À la recherche d’un repreneur, Option Finance intéresse Overlord

Placé en redressement judiciaire, l’éditeur de presse professionnelle a jusqu’au 28 septembre pour trouver un acquéreur. Le groupe de Gaspard de Monclin est déjà prêt à se positionner.

Option Finance est éditeur de l’hebdomadaire et mensuel éponyme, mais aussi de La Tribune de l’Assurance, de Funds Magazine ou encore d’Option Droit & Affaires.
Option Finance est éditeur de l’hebdomadaire et mensuel éponyme, mais aussi de La Tribune de l’Assurance, de Funds Magazine ou encore d’Option Droit & Affaires.

La crise de la presse n’épargne pas les publications professionnelles. Option Finance, éditeur de l’hebdomadaire et mensuel du même nom, ainsi que de La Tribune de l’Assurance, Funds Magazine et Option Droit & Affaires, a été placé en redressement judiciaire fin juillet, comme l’a révélé La correspondance de la publicité. Il en est de même pour son actionnaire, Infofi. Contrôlé par Jean-Guillaume d’Ornano qui cumule les postes de PDG et de directeur de la rédaction, le groupe affiche un chiffre d’affaires annuel de 4,7 millions d’euros mais surtout un passif de 1,9 million d’euros, a appris l’Informé : un montant auquel il est « manifestement dans l’impossibilité de faire face », a indiqué le tribunal des activités économiques de Paris. Une période d’observation de trois mois vient de s’ouvrir : si un redressement « n’est pas envisageable », un plan de cession semble possible.

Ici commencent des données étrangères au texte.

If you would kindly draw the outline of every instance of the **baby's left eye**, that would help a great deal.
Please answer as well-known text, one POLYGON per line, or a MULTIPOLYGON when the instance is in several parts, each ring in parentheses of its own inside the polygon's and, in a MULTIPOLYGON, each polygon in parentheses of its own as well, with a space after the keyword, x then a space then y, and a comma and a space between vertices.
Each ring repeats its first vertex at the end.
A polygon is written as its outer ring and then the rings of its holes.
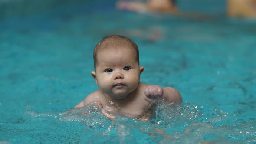
POLYGON ((131 69, 131 68, 128 66, 125 66, 124 68, 124 70, 125 71, 128 71, 131 69))

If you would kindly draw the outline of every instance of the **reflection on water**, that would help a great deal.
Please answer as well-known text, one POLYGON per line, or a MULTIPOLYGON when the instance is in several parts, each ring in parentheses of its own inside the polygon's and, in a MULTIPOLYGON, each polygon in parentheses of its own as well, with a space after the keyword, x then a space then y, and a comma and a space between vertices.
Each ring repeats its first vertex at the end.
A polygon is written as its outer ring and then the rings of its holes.
POLYGON ((58 112, 37 113, 29 109, 25 112, 26 115, 34 121, 61 122, 60 126, 63 123, 79 124, 77 130, 83 129, 89 137, 100 136, 100 141, 118 144, 135 141, 161 144, 256 142, 256 122, 239 124, 233 115, 189 101, 181 105, 160 104, 147 122, 125 117, 117 117, 111 121, 93 105, 58 112))

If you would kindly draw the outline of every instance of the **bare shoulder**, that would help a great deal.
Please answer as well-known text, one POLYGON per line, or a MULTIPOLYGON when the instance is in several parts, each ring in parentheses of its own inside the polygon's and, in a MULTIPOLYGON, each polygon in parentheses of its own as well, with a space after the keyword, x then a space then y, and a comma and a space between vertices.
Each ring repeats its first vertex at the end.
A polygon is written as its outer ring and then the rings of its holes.
POLYGON ((102 92, 99 90, 97 90, 87 95, 85 98, 75 106, 76 108, 82 107, 85 105, 92 104, 94 102, 100 102, 102 92))

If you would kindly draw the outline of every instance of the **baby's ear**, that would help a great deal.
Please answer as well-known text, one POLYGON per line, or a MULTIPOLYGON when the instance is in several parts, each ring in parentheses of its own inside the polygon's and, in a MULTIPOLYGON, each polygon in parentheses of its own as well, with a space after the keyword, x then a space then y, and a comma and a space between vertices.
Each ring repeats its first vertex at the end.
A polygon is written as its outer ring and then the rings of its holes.
POLYGON ((93 78, 95 79, 95 81, 96 82, 96 84, 97 84, 97 85, 98 85, 98 81, 97 80, 97 79, 96 79, 96 72, 95 72, 94 71, 92 71, 92 72, 91 72, 91 74, 92 75, 93 78))
POLYGON ((142 72, 143 72, 143 71, 144 71, 144 66, 141 66, 140 67, 140 74, 141 74, 141 73, 142 73, 142 72))

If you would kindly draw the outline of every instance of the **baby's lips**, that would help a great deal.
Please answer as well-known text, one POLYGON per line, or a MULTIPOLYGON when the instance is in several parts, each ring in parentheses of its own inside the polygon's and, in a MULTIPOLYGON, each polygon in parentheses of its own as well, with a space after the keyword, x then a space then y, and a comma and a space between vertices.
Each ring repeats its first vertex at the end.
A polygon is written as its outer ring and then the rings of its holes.
POLYGON ((121 83, 118 83, 115 85, 114 85, 114 86, 124 86, 125 85, 124 84, 121 83))

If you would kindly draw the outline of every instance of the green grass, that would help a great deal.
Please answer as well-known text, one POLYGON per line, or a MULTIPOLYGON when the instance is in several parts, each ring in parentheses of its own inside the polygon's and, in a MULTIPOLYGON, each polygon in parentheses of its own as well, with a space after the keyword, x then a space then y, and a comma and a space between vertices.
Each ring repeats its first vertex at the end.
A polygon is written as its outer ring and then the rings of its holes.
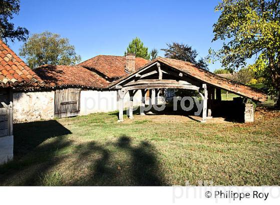
POLYGON ((249 124, 174 116, 119 124, 117 114, 14 124, 14 160, 0 166, 0 185, 280 184, 278 111, 249 124))

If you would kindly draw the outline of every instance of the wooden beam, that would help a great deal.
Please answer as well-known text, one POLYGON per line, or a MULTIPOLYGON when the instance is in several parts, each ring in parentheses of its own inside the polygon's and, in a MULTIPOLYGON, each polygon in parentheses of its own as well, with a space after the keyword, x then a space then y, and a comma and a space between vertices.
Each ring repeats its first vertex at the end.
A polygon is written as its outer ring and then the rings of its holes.
POLYGON ((142 80, 136 82, 129 82, 124 85, 124 88, 127 86, 134 86, 137 84, 184 84, 191 85, 190 83, 184 80, 142 80))
POLYGON ((158 62, 156 66, 158 66, 158 80, 162 80, 162 72, 160 69, 160 64, 158 62))
POLYGON ((128 77, 128 78, 124 79, 122 80, 120 80, 120 82, 118 82, 118 84, 116 84, 116 85, 114 85, 114 86, 118 86, 120 84, 122 84, 122 82, 130 80, 130 78, 133 78, 134 76, 135 76, 137 74, 140 74, 140 73, 141 73, 142 72, 143 72, 144 71, 145 71, 147 69, 148 69, 149 68, 150 68, 150 67, 156 65, 156 64, 157 62, 154 62, 154 63, 150 64, 150 66, 146 66, 146 68, 143 68, 142 70, 140 70, 138 71, 137 72, 136 72, 135 74, 132 74, 132 76, 129 76, 128 77))
POLYGON ((140 77, 140 78, 144 78, 148 76, 152 76, 154 74, 156 74, 158 73, 158 72, 156 70, 154 70, 152 71, 152 72, 148 72, 148 74, 143 74, 142 75, 141 75, 141 76, 140 77))

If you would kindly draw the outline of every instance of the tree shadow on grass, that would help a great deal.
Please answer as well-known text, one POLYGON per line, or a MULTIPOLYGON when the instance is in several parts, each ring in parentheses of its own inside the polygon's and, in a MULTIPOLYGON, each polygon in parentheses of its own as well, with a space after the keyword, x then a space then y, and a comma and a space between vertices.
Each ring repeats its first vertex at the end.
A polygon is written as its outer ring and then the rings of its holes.
POLYGON ((116 143, 101 146, 92 142, 77 148, 80 152, 76 167, 85 160, 90 164, 87 173, 76 178, 73 186, 162 186, 166 184, 159 172, 156 156, 152 146, 142 141, 132 146, 131 138, 120 136, 116 143), (98 156, 96 157, 96 155, 98 156))
POLYGON ((14 158, 22 157, 48 138, 72 133, 55 120, 14 124, 14 158))
POLYGON ((132 176, 135 185, 159 186, 165 184, 158 172, 158 158, 152 144, 142 141, 134 148, 131 145, 131 138, 124 135, 119 138, 118 146, 128 151, 132 156, 132 176))
POLYGON ((56 154, 71 146, 64 136, 70 133, 56 120, 15 124, 14 158, 0 167, 0 184, 44 185, 40 176, 65 160, 56 154))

L’entreprise a jusqu’au 28 septembre pour attirer des acquéreurs, date butoir fixée par le juge. Selon nos informations, le dossier a d’ores et déjà aiguisé l’appétit du serial repreneur Gaspard de Monclin. L’avocat de formation est à la tête du groupe de presse économique Overlord media, qui comprend Le Revenu, Le Nouvel Économiste, Le Journal des Entreprises et Le Monde Informatique, tous récupérés à la barre des tribunaux de commerce. Option Finance constituerait une cinquième pierre « parfaitement complémentaire » à son édifice, confie l’investisseur à l’Informé. De Monclin espère avec cette éventuelle acquisition élargir son lectorat en s’adressant à un public intéressé par la finance, mais aussi par le droit des affaires. Le patron qualifié de « terminator des médias qui remplace les journalistes par l’IA » par l’Humanité, est également séduit par le fort pôle évènementiel du groupe de 24 salariés.

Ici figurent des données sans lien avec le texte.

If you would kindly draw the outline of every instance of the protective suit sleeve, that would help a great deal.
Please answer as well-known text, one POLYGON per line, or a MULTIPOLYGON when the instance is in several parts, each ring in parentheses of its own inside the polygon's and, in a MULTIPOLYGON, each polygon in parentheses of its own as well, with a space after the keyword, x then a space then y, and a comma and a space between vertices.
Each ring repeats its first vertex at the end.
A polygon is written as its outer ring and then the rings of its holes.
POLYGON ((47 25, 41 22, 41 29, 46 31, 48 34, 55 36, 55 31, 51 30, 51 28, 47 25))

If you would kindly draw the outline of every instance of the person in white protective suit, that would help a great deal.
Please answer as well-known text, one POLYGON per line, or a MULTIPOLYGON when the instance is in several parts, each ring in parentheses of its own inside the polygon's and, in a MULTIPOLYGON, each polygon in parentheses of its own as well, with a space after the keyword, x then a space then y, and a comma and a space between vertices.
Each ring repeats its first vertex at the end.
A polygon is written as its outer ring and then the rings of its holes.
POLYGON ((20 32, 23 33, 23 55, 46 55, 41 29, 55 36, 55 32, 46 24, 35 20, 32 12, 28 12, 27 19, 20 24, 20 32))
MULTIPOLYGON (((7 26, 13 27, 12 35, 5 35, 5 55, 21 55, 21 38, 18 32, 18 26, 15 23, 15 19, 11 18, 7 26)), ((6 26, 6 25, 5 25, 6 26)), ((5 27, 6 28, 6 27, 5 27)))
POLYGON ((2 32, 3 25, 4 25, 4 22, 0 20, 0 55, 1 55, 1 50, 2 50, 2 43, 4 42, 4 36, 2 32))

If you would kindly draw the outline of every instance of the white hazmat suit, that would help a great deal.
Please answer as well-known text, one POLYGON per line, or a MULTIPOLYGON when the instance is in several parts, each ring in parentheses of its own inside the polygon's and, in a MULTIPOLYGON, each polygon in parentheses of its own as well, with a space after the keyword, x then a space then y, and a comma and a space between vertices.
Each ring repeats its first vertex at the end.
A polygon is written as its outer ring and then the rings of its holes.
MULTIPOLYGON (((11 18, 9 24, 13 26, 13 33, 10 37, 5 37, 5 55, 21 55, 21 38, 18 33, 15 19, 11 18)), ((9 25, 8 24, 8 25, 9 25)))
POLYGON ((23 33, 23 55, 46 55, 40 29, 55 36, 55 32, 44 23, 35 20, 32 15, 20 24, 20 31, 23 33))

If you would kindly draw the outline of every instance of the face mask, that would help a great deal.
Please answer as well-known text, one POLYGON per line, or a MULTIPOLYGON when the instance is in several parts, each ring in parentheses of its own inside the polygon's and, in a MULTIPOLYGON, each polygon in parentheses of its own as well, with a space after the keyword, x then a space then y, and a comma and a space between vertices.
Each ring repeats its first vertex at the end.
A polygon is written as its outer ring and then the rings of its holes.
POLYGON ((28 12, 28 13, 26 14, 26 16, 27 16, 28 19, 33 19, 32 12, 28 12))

Durant des mois, Option Finance aura pourtant tout essayé pour éviter le redressement judiciaire. En fin d’année dernière, l’éditeur a d’abord vendu son agence financière, AOF, à Surperformance, et son actionnaire Infofi, structure détenue par Jean-Guillaume d’Ornano, a réalisé une augmentation de capital de 1,1 million d’euros contre un abandon de créance… Sans que cela ne suffise. C’est la fin d’une aventure de quinze ans pour le patron de presse, fils d’Anne et de Michel d’Ornano, ancien ministre du gouvernement Raymond Barre : il avait repris Option Finance auprès du banquier François Fahys en 2011, après avoir été directeur général de TV Magazine et du Particulier.

Interrogé, Jean-Guillaume d’Ornano n’a pas répondu à nos sollicitations.